Deep guide · India
Lumpsum calculator — one-time investment growth
Deploy ₹49,10,000 once at 15% a year for 4 years, and this illustration lands near ₹85,87,621 — about ₹36,77,621 in growth on top of principal. Weigh that against drip-feeding the same capacity through monthly SIPs when you think about timing risk.
A lumpsum puts every rupee to work from day one — strong when you accept today’s entry level and can stay long; harder when you prefer to average in. The math here uses one annual compounding step for clarity; it is not a scheme document.
What follows: your baseline, tenure and principal grids, return sensitivity, and a SIP contrast. Market-linked funds do not promise the assumed rate.

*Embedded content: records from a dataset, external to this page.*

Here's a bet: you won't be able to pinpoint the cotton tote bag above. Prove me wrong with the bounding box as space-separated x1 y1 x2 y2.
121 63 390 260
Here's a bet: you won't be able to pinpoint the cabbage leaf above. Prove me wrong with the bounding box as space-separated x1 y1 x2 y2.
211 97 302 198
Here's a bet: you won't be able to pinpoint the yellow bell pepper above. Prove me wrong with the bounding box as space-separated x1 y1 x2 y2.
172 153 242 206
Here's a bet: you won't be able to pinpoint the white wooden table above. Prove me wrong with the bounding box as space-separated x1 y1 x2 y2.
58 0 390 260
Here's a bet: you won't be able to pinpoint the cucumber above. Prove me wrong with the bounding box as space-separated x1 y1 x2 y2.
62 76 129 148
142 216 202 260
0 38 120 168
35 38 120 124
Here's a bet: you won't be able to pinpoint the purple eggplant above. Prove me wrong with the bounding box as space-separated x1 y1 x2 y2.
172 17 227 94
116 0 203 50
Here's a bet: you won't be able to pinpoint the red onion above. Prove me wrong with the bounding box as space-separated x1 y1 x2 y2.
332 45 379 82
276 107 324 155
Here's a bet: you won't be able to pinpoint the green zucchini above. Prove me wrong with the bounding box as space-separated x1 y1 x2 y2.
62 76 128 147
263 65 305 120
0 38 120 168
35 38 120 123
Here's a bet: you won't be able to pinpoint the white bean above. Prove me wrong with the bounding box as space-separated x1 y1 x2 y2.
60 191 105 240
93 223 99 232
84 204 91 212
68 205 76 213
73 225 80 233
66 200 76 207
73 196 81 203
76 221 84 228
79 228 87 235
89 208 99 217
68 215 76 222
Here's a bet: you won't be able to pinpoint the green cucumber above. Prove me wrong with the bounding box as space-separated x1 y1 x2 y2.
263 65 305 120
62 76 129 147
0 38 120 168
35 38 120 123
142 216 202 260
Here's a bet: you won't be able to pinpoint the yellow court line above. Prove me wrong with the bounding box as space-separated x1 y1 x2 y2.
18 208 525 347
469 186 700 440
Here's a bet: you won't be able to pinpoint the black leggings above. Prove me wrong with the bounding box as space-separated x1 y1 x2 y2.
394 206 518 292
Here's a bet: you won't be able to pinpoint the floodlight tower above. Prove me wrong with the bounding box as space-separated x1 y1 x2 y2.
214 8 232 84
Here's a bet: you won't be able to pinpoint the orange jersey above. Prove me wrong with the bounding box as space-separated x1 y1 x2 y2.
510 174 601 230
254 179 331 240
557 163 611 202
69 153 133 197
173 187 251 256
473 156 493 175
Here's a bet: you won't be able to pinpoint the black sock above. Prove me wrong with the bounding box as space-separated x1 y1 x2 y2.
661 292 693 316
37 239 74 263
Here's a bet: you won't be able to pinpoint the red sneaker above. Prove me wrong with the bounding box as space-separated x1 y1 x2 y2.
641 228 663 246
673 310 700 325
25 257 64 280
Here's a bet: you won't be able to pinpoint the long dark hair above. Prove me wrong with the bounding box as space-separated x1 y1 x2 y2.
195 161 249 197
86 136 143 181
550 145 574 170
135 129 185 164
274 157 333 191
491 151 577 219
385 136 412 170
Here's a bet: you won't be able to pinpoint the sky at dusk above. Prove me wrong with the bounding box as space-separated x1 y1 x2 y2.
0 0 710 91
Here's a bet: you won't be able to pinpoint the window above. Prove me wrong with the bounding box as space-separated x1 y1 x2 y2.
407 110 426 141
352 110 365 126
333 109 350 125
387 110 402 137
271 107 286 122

How this lumpsum growth model works
We apply the stated annual return once per year to the running balance — a simple compounding loop that separates principal, accumulated interest, and maturity. Real mutual funds mark to market daily; this model smooths returns into one annual step so you can compare scenarios quickly.
Calculation breakdown
- Principal: ₹49,10,000
- Estimated interest: ₹36,77,621
- Estimated maturity: ₹85,87,621
Scenario comparison
Different tenures
| Years | Interest | Maturity |
|---|---|---|
| 5 | ₹49,65,764 | ₹98,75,764 |
| 10 | ₹1,49,53,688 | ₹1,98,63,688 |
| 15 | ₹3,50,42,973 | ₹3,99,52,973 |
| 20 | ₹7,54,49,699 | ₹8,03,59,699 |
Different principal amounts (±15–25%)
| Scenario | Principal | Interest | Maturity |
|---|---|---|---|
| -25% vs base | ₹36,82,500 | ₹27,58,216 | ₹64,40,716 |
| -15% vs base | ₹41,73,500 | ₹31,25,978 | ₹72,99,478 |
| 15% vs base | ₹56,46,500 | ₹42,29,264 | ₹98,75,764 |
| 25% vs base | ₹61,37,500 | ₹45,97,026 | ₹1,07,34,526 |
Different return assumptions (same P and tenure)
| Scenario | Rate | Interest | Maturity |
|---|---|---|---|
| -25% vs base | 11.3% | ₹26,24,634 | ₹75,34,634 |
| -15% vs base | 12.8% | ₹30,39,099 | ₹79,49,099 |
| Base rate | 15% | ₹36,77,621 | ₹85,87,621 |
| 15% vs base | 17.3% | ₹43,85,517 | ₹92,95,517 |
| 25% vs base | 18.8% | ₹48,70,189 | ₹97,80,189 |
Comparison: lumpsum vs SIP (illustrative)
For perspective, an illustrative SIP of ₹1,02,292 per month at 12% for 4 years could land near ₹63,25,209 — different risk/return path than a one-time lumpsum; not a recommendation.
Lumpsum vs SIP is not a moral choice — it is a cash-flow and risk trade-off. If you already hold a large corpus, lumpsum deployment may be appropriate; if you are early in your career, SIPs can enforce discipline. Use both calculators on EasyCal to stress-test assumptions.
Frequently asked questions
- What is the future value of ₹49,10,000 at 15% for 4 years?
- Under annual compounding (illustrative), maturity is about ₹85,87,621 with interest near ₹36,77,621. Actual mutual fund lumpsum returns are not guaranteed.
- Lumpsum vs SIP — which is better?
- Lumpsum deploys capital immediately; SIP spreads entries over time. Risk/return profiles differ — use both calculators for perspective.
- Is this mutual fund lumpsum calculator India specific?
- It uses rupee amounts and common search intent for Indian investors; returns are illustrative, not a fund quote.
- Does this include tax?
- No — capital gains tax rules vary by asset and holding period.
- Can I change the return assumption?
- Yes — rerun with a lower rate for conservative planning.
- Where can I explore more scenarios?
- Use the internal links below for nearby principals, tenures, and rates.
Internal linking — related lumpsum calculator pages
Explore nearby scenarios on EasyCal — each link opens a calculator page with matching inputs (programmatic SEO).
- Lumpsum — 50.1 lakh · 4 years @ 15%
- Lumpsum — 51.1 lakh · 4 years @ 15%
- Lumpsum — 54.1 lakh · 4 years @ 15%
- Lumpsum — 59.1 lakh · 4 years @ 15%
- Lumpsum — 48.1 lakh · 4 years @ 15%
- Lumpsum — 47.1 lakh · 4 years @ 15%
- Lumpsum — 44.1 lakh · 4 years @ 15%
- Lumpsum — 64.1 lakh · 4 years @ 15%
- Lumpsum — 39.1 lakh · 4 years @ 15%
- Lumpsum — 49.1 lakh · 6 years @ 15%
Illustrative compounding only — not investment advice.